S'agissant de l'obligation de loyauté :

- les heures de travail et les temps de trajets prétendument non rémunérés font d'ores et déjà l'objet de demandes distinctes de rappels de salaire et celles-ci ne sont absolument pas justifiées et ne sauraient dès lors servir de fondement à une demande supplémentaire de dommages-intérêts pour déloyauté,

- bien que prétendant avoir très régulièrement reçu son salaire en retard, M. [Z] ne produit qu'un seul et unique échange de courriers électroniques concernant une demande de versement d'avance de frais de déplacement de nuit et non de paiement de son salaire,

- concernant les prétendues remarques déplacées de la responsable comptabilité-paie, la cour jugera si le courrier électronique produit d'un tel registre eu égard au contexte particulier dans lequel il été adressé. Manifestement, M. [Z] s'offusque des remarques prétendument déplacées lorsqu'il en est le destinataire mais aucunement lorsqu'il en est l'auteur,

- l'absence d'organisation d'élection des représentants du personnel ne participe pas d'une éventuelle exécution déloyale du contrat de travail individuel d'un salarié.

Néanmoins, il résulte des développements qui précèdent que la société BDVF a omis de payer à M. [Z] l'intégralité des heures de travail effectuées ainsi que les temps de trajets de grands déplacements, ce qui caractérise une exécution déloyale du contrat de travail.

A cet égard, l'analyse des rapport hebdomadaires produits, que la société BDVF ne saurait contester au motif qu'ils ne sont fiables dès lors qu'il lui appartenait de veiller à leur fiabilité, démontrant outre l'absence de pause, que les durées maximales de travail quotidiennes et hebdomadaires définies par la convention collective applicable ont été régulièrement été dépassées, implique nécessairement un préjudice dont M. [Z] est bien fondé à réclamer l'indemnisation.

En conséquence des développements qui précèdent, il lui sera alloué la somme de 1 500 euros à titre de dommages-intérêts, le jugement déféré étant infirmé sur ce point.

IX - Sur le bien fondé du licenciement :

La faute grave est celle qui résulte d'un fait ou d'un ensemble de faits imputables au salarié qui constituent une violation des obligations résultant du contrat de travail ou des relations de travail d'une importance telle qu'elle rend impossible le maintien du salarié dans l'entreprise.

Il appartient à l'employeur de rapporter la preuve de la faute grave commise par le salarié.

Il est constant que lorsque les juges considèrent que les faits invoqués par l'employeur ne caractérisent pas une faute grave, ils doivent rechercher si ces faits n'en constituent pas moins une cause réelle et sérieuse de licenciement.

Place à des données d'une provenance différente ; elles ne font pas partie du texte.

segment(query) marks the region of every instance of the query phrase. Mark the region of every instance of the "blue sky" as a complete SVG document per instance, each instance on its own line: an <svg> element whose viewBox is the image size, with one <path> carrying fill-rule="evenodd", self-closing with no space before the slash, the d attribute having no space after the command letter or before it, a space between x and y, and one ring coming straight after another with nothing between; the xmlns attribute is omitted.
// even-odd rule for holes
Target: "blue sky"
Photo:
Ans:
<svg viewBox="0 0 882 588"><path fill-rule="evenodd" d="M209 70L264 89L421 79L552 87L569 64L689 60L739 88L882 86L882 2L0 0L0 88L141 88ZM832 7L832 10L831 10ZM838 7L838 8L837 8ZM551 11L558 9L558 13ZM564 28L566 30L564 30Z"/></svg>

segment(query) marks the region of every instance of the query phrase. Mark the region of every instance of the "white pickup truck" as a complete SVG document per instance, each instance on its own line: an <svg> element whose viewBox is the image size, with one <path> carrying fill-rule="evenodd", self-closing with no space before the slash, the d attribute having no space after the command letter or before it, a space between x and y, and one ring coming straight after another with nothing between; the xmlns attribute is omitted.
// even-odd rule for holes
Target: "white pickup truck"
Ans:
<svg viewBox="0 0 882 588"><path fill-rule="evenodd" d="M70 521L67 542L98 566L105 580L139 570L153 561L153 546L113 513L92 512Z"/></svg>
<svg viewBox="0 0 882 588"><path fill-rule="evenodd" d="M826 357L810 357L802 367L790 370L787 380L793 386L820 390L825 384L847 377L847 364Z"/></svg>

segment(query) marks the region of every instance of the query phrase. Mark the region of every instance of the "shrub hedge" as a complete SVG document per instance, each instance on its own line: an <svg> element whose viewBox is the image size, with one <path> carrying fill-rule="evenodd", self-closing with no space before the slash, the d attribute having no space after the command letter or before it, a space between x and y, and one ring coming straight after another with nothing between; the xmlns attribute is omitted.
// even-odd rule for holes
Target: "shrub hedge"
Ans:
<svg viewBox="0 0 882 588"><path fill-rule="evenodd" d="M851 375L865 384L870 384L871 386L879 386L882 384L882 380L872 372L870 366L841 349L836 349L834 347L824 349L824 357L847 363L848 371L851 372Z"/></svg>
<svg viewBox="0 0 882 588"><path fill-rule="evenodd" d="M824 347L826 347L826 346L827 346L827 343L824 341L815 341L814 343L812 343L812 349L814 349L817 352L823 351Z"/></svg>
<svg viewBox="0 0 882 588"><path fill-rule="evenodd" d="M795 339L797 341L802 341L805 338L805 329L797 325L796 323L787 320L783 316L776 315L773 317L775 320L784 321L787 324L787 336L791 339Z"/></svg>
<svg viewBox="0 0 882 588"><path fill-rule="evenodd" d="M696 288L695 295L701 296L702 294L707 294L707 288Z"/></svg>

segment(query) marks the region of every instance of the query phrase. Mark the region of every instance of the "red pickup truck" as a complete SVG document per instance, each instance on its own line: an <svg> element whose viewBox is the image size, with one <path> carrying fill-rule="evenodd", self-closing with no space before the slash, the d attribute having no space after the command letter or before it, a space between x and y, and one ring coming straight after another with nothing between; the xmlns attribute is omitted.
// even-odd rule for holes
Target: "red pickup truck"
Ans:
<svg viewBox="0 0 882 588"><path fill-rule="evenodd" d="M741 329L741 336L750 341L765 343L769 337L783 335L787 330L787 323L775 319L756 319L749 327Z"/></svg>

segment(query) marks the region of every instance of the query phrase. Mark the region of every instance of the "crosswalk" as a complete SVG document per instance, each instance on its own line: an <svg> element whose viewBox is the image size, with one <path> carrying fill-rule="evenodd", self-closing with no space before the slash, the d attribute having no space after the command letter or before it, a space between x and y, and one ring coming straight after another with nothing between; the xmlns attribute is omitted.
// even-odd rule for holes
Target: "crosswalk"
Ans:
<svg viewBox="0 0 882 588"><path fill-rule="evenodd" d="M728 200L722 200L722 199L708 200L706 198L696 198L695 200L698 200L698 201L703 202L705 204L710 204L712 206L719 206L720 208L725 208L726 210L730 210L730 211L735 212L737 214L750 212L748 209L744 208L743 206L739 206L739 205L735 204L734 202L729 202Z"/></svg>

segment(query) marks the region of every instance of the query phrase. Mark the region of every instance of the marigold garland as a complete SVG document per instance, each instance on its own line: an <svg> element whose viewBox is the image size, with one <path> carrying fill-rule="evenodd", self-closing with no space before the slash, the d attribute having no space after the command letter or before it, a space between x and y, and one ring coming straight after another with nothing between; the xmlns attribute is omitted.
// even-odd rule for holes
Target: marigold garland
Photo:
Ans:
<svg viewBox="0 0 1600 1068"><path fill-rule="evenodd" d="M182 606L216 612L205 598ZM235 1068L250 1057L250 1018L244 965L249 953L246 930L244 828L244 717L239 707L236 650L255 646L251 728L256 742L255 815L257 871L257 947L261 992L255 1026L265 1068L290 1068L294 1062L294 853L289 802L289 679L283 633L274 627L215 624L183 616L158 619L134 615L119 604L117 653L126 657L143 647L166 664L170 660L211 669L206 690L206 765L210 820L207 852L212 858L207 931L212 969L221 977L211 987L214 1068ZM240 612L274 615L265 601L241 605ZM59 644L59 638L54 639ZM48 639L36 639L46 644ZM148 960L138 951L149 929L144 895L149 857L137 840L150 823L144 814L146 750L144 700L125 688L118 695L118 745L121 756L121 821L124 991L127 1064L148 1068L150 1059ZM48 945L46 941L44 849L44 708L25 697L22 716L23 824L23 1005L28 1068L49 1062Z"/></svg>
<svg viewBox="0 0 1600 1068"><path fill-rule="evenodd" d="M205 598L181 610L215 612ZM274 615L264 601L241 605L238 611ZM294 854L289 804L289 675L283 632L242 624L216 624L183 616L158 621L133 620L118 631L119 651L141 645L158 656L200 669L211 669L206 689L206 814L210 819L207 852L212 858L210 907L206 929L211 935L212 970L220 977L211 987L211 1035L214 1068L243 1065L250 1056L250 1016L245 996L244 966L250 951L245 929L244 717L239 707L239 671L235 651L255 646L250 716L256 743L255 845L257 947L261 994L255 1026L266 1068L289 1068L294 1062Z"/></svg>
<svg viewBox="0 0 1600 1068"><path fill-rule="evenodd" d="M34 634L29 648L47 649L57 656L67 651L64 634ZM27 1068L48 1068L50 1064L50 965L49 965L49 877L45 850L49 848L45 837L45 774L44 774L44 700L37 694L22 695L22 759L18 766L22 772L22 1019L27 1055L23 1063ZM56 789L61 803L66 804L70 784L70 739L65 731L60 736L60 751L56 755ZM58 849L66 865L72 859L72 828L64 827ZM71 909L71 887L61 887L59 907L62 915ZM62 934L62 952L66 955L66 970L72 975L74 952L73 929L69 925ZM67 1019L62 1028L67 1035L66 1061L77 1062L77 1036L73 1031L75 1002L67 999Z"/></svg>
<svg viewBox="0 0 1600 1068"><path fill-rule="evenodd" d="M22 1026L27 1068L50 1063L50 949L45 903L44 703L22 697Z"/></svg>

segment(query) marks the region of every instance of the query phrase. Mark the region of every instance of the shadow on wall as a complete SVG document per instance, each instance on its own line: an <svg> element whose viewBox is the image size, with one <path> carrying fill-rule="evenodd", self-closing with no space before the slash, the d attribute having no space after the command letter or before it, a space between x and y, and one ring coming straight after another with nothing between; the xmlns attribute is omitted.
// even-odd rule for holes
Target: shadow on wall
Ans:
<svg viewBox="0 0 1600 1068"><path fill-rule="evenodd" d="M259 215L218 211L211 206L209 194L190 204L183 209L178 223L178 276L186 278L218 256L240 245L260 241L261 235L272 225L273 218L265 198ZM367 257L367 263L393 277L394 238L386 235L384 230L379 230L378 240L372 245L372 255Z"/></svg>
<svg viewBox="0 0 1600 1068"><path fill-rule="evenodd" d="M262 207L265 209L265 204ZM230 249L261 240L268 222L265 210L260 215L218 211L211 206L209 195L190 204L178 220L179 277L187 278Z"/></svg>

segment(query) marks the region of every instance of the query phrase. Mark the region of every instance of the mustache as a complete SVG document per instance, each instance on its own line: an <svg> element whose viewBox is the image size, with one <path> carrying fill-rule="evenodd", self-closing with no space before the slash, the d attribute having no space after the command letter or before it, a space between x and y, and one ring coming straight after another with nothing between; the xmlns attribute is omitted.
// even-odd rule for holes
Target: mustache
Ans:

La lettre de licenciement du 25 janvier 2021 est rédigée dans les termes suivants :

'[...] Pendant la période de vos congés de fin d'année, vous avez utilisé le véhicule de société sans nous demander l'autorisation. De plus vous l'avez prêté à votre compagne, elle ne pas partie de notre société et surtout, votre épouse n'était pas assurée. Lors de notre entretien vous avez explicitement reconnu les faits. Dans ce contexte, nous sommes contraints de vous notifier par la présente votre licenciement pour faute grave. Il prend effet, sans préavis, à la date de ce courrier. [...]' (pièce n°15)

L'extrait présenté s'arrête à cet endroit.